NURAGHE
A nuraghe (plural: Nuraghi) is a monumental tower made of huge stones roughly worked. A nuraghe might stand as a single tower, or several nuraghi might be joined together as a complex of many towers with connecting structures and walls. Either form might show remnants of a village in the immediate vicinity.
The name "nuraghe" derives from the word "nur" meaning "hollow heap." The earliest form of nuraghi were corridor nuraghi, and from the outside resembled a pile of rock, but the insides had been removed to make a habitation area.
Many tower nuraghi have several floors. In this case, there is usually a staircase running around the interior, and each floor is topped with a corbeled dome (a rounded dome made by stacking rocks in circular courses, each course becoming smaller as it inches inward, until it all comes together at the top).

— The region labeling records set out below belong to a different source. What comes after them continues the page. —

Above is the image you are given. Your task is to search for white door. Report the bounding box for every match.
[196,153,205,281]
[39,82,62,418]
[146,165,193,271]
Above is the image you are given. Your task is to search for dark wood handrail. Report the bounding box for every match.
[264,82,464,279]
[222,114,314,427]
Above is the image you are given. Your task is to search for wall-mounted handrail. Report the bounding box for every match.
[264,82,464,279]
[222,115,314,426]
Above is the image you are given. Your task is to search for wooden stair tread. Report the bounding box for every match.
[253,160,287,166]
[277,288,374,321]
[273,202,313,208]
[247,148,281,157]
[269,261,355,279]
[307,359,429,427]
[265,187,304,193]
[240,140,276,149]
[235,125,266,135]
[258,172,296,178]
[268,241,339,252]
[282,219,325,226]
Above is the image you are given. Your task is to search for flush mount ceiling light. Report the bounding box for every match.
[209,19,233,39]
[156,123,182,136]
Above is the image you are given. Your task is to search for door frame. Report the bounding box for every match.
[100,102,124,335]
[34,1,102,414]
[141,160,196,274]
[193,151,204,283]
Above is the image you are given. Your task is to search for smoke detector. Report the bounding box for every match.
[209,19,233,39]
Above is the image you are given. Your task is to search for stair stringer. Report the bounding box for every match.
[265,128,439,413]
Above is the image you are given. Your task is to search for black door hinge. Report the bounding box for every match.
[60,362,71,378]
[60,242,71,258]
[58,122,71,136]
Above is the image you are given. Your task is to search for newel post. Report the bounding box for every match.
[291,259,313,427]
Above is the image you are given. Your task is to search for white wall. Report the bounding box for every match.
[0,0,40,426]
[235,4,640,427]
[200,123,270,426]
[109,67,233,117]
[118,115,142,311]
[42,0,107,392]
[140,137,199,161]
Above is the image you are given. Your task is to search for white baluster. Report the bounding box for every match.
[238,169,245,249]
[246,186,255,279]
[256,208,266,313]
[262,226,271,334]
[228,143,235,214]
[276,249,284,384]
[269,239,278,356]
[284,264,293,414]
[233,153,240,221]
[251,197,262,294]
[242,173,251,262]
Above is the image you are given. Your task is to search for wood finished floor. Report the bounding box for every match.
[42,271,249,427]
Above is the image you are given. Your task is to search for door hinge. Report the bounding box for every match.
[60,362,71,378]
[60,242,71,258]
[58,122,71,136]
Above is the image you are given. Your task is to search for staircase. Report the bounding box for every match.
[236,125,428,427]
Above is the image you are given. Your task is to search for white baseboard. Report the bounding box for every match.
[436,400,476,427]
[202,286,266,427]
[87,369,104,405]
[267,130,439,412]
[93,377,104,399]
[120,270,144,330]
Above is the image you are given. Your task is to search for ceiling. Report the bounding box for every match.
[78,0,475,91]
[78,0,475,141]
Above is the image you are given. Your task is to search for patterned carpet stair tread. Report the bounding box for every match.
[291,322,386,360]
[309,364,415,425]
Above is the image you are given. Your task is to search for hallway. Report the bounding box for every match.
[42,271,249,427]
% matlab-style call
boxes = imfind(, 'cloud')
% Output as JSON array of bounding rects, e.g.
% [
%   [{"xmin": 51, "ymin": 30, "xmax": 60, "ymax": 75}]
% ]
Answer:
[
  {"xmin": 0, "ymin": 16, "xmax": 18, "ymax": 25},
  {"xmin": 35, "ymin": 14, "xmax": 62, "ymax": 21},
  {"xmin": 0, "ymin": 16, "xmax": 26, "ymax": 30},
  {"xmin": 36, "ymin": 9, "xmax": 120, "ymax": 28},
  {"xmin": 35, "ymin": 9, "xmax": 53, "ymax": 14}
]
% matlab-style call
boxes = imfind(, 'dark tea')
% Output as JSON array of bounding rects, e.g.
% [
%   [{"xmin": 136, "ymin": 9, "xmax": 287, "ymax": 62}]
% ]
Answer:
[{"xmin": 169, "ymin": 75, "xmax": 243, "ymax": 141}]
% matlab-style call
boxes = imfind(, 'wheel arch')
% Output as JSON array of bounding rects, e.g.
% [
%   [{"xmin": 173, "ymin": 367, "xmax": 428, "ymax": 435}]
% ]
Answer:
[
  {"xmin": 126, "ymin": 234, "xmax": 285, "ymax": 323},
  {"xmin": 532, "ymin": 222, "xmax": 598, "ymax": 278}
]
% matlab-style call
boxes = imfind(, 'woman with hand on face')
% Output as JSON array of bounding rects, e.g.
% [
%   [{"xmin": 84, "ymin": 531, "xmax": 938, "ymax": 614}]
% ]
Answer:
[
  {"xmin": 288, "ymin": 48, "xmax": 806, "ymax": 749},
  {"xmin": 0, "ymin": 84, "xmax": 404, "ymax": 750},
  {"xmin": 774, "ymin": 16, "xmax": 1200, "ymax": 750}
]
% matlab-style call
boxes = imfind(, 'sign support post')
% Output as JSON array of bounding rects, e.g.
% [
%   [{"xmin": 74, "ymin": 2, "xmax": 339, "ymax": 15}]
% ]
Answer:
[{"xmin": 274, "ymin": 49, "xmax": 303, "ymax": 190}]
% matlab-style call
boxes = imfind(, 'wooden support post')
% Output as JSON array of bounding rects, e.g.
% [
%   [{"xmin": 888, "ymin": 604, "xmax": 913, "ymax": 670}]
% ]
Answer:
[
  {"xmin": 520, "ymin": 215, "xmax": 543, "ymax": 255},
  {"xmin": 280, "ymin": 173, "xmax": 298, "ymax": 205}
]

A nuraghe may have many niches in its walls, and there are secret rooms in some, usually near the entrance, giving rise to the idea that they were being used for passive defense. But there's hardly anything written to let us know just what they were used for exactly, except a single paragraph by the Romans referring to how difficult it was to win a battle with people who had managed to get inside a nuraghe and were ready to defend it.
Nuraghe Losa |
The Nuraghe Losa is a nuraghe near Abbasanta, in Sardinia, Italy. One of the largest and best preserved nuraghe in the island, it dates to the 15th-13th centuries BC. The bastion and the line of walls date instead to the late 13th-early 12th centuries BC. The nuraghe was used for funerary rites until the 7th century AD.
From the outside view I had no idea it was so big until I saw the pics of Michael on the inside.